For its part, Fannie Mae allows three primary sources of closing cost and down payment assistance:

  • Gifts. Fannie Mae allows gifts to come from a variety of sources as a way to help borrowers defray upfront costs. This can come from any individual who’s related to the borrower by blood, marriage, domestic partnership, adoption, or legal guardianship. This also includes relatives (of the borrower or domestic partner), former relatives, godparents, spouses, individuals engaged to marry the borrower, children, or other dependents. 
  • Grants are another way to help borrowers cover down payment costs, according to the government-sponsored enterprise. These can come from employers, municipalities, states, counties, or state or local HFAs, nonprofit organizations (excluding credit unions), federal agencies, regional Federal Home Loan Banks, Native American tribes and their sovereign instrumentalities, or lenders (under specific conditions). 
  • Community Seconds mortgages can come from many of the same sources as grants, but a second lien or other document is placed on the property to enforce compliance with it, according to Fannie Mae. Although the GSE does not purchase Community Seconds, it does purchase first mortgages associated with Community Seconds. Among the benefits of community seconds are loans may have more than one Community Seconds mortgage (such as a third lien) up to the maximum 105% CLTV.

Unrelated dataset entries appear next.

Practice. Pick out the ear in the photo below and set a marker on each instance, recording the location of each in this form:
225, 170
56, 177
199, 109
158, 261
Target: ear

Moreover, Community Seconds mortgages can be used with both standard and affordable products. One of those is HomeReady. GSE officials note that sweat equity – labor completed by a borrower prior to closing on a property – is one way to apply the value of volunteer work toward a borrower’s down payment for a HomeReady loan.

For borrowers putting in sweat equity to their homes for HomeReady loans, Fannie Mae no longer requires a 3% personal funds contribution nor caps the sweat equity contribution towards a down payment, officials noted.

All told, more than 2,000 programs are available in the US to help with down payment and closing costs, according to the Down Payment Resource website.